If I had to name my single greatest pleasure in the act of writing fiction, it would be the joy of creating character development. To me, the whole point of any story—no matter how plot-based—is to show the impact that all of the action has on the person involved. If there is no overall change in the protagonist, then what’s the point of telling that particular tale? Character development can be large or small, positive or negative, but it must take place in some form, or the story feels irrelevant. So how do you do it?
Define the Ultimate Goal
Creating character development usually begins by taking a good look at the ending you have in mind for your story. Before you write the first word, decide how you want this person to end up. Will he be braver than he ever expected? Wiser? Disillusioned? Happily married? Broken hearted? Whatever your ultimate goal, you must decide on the end point and think backwards from there to find your starting point. Even if you are the kind of writer who eschews outlines and prefers to take each day’s writing as it comes, you ought to know, in general, where you are headed with your protagonist emotionally. Minor plot points aside, you can’t really show a character’s growth or change if you don’t have any idea what that growth or change is going to be.
Create a Beginning
Once you know where you want to end up, then you should decide where to begin. Essentially, you should start with the character as far as believable in the opposite direction. At the end of the book, will they be older but wiser, their childlike innocence gone forever? Then at the beginning of the book, they should be completely innocent and trusting, probably to the point of extreme naivety. Is your character going to learn to be bold and stand up for themselves? Then in the beginning, they need to be getting sand kicked in their face, with everyone walking all over them at every turn.

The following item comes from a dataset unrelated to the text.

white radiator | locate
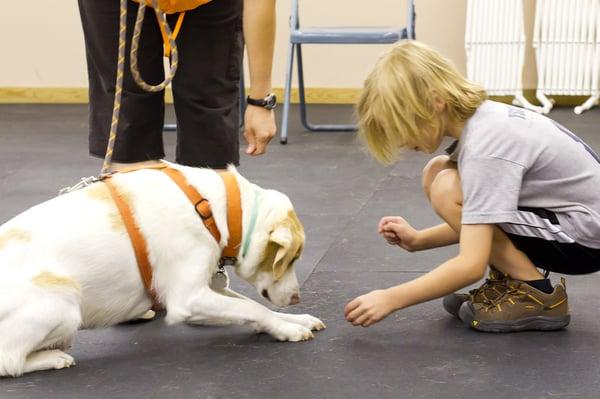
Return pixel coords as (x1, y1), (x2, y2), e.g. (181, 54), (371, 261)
(534, 0), (600, 114)
(465, 0), (541, 112)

In my first book, A PENNY FOR YOUR THOUGHTS, the protagonist is newly widowed, very isolated, and so full of grief that sometimes she can barely breath. Going in, I knew she would be growing and changing through a 5-book series and that at the end she would be past the most intense part of her grief, in love again, happy, and no longer isolated. By making her so sad in the beginning, I had room to bring her to full happiness by the end.
Take it to the Extreme
Don’t be afraid to make the change quite drastic. Look at the beginning of the first LETHAL WEAPON movie: Mel Gibson isn't just sad, he's drunk, suicidal, isolated, ready to die. Look at the beginning of the book CHARLIE AND THE CHOCOLATE FACTORY: Charlie isn't just poor, he's so poor he shares a single bed with half his family. Look at HARRY POTTER: He isn't just an "outsider" in his own home, he's actually forced to live in a closet under the stairs and is verbally abused and is utterly alone. They all have a long way to go—and getting them there is one of your most important jobs in telling their story!